Neutrality: A Driving Force in Collaborative Law

When most people think about the idea of divorce, the word neutrality isn’t likely to come to mind. “Traditional” divorces are fraught with opposition and often look more like an emotional and material whirlpool than a clear fork in the river of a client’s destiny. Collaborative divorce strives to find that clear fork in the river; neutrality is one buoy that keeps the process afloat. 

In Alaska’s six-way team model, there are typically two neutral allied professionals on the team—the Mental Health Professional and the Financial Professional. And, while Collaborative Lawyers are not considered neutral professionals, they rely on the neutrality of their team members and they model neutral behavior where possible.

What Exactly is Neutrality?

You probably have an idea of what it is, but let’s clarify in the context of Collaborative Law:

Neutrality = Not aligned with or favoring one participant against another. This does not mean that the neutral party has an absence of opinion regarding a certain issue, but that they strive to promote the shared interest of all participants.

For allied neutral professionals this isn’t just about the clients (although they are the priority). Neutrality is about a commitment to the entire team and the Collaborative process. If neutrality is compromised, the integrity of the Collaborative process deteriorates. Therefore, neutrality is of utmost importance to a successful Collaborative effort.

How is Neutrality Maintained in Collaborative Divorce?

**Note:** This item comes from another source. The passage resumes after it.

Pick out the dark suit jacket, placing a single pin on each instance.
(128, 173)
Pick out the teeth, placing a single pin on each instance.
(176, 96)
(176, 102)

Training: Allied neutral professionals are trained in the Collaborative process and hence, gain an intimate understanding of what a neutral role requires.

Communication:

  • From the get-go, efforts are made, through clear and thorough communication, to demonstrate that a neutral professional will maintain objectivity and neutrality throughout the process. For example: full disclosure of the professional’s relationship to each party prior to the Collaborative matter is required.
  • During certain cases, the neutral professional may be required to interact with one of the parties more than the other. In order to alleviate any perception of bias, every effort is made to ensure that the clients and other professional team members understand why and agree to the inequality of time.
  • In the event one party bears or advances more of the financial costs of the neutral professional than another, every effort is made to alleviate a potential perception of bias through open communication.

Commitment to the Collaborative Process: Neutral professionals are first committed to the foundational elements of the Collaborative process. If they perceive a threat to the integrity of the process, they must act to eliminate that threat. Two primary examples of this are:

  • Any Collaborative professional is required to disclose, and ultimately extract themselves from the matter if necessary, if they discover that a party or team member has ulterior motives and is using the process to gain an advantage.
  • If an allied neutral is asked to take on an ongoing role with one of the parties, after resolution of the matter, they must first determine if it will compromise their past, present and future neutrality (in the case that the matter may at some point need to be revisited).

Neutrality ensures that a difficult time does not become even more difficult or contentious. Instead, a team of professionals is able to assist their clients in finding their way to an agreement that benefits each person involved and focuses on healthier transitions.